Hour-long meetings and the many bad and poorly educated midlevel managers do more harm than good. Don’t you agree?

Give me a list of your last eight meetings and tell me how you benefited from having them. Ask your employees about how they perceive the value of their immediate superior as well as his/her creativity and innovativeness. ;-) Welcome conflicts and disagreements It is my experience that if you let people disagree or leave room for misunderstandings, mistakes, and temperament, then you will create more innovativeness than if you demand that everybody must be positive and praise each other all the time. Say goodbye to the “feedback burger” and bid the grumblers welcome Danish managers like the so-called feedback burger where you start out saying something positive whenever you want to criticize, and when you receive feedback on your criticism, you will again have to wrap your opinion in positivity. Forget about this method. Just call them as you see them! You will stimulate a culture where people say things the way they really are. Do your best to make sure that the grumblers remain authentic and committed.

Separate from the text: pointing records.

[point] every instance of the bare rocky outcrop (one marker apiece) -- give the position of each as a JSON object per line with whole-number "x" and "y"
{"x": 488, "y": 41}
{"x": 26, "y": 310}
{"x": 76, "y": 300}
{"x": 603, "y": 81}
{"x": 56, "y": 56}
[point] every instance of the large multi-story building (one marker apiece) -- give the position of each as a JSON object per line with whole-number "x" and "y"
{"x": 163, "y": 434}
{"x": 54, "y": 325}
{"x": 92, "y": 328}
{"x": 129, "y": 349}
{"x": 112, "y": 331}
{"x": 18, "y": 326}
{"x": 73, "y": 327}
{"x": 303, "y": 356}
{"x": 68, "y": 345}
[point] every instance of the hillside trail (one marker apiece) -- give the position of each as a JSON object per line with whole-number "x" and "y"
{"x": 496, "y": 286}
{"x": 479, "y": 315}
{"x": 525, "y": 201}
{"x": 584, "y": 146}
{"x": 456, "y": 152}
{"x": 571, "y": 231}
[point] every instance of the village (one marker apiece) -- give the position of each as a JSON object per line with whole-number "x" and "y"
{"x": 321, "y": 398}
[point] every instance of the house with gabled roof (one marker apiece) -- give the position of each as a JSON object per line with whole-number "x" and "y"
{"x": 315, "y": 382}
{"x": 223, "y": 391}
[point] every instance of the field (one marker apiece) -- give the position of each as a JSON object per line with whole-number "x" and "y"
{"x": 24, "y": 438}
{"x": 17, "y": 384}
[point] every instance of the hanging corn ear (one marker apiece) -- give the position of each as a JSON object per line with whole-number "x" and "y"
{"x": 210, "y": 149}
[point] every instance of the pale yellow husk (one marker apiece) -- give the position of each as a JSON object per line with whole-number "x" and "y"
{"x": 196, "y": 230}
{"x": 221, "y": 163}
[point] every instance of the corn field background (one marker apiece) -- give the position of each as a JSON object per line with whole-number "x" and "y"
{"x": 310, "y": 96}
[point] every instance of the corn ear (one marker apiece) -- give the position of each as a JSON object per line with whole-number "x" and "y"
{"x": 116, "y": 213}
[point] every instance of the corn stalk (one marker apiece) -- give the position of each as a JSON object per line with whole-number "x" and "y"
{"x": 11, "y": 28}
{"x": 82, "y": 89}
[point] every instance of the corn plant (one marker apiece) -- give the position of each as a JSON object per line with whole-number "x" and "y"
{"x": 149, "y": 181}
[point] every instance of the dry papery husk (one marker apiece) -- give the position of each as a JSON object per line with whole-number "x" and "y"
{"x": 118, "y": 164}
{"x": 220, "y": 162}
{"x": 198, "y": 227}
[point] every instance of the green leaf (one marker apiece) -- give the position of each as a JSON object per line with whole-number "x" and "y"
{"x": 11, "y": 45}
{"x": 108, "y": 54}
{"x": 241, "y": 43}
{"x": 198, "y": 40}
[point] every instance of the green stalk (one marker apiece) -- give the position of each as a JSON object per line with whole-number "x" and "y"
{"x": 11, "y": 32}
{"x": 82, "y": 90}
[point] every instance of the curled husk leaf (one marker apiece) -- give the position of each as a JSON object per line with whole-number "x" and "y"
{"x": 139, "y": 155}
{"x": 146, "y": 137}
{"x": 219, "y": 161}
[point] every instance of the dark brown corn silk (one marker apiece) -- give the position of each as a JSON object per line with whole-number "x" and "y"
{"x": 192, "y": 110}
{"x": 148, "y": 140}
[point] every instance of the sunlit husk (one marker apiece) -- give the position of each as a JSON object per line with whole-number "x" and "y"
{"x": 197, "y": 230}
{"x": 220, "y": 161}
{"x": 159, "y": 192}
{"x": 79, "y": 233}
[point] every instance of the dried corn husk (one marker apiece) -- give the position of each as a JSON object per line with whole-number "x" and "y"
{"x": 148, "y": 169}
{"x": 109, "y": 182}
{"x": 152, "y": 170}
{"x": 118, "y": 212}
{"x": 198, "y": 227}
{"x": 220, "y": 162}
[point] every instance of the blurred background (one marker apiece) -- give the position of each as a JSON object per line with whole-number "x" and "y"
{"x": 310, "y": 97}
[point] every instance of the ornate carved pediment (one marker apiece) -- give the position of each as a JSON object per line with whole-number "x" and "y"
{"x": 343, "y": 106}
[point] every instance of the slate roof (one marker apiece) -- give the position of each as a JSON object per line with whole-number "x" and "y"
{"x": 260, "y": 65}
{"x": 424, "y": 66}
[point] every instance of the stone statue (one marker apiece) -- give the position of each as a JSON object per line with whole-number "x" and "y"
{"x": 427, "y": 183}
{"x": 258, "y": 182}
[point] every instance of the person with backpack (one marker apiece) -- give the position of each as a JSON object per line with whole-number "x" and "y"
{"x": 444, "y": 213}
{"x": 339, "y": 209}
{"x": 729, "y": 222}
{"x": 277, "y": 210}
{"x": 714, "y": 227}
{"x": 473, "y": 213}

The people who grumble and offer you honest feedback are important to you. Some might say that they are more important than the people who are always positive—are they positive because they are afraid of losing their job or because they really are that positive? My best innovation advice Make sure that your competent employees are open, honest, and not afraid to go all the way to make sure that you still have a business in one to three or ten years. Liberate yourself and your company from joy dictatorship. It’s okay to not be positive all the time—as long as it can be converted into real innovation.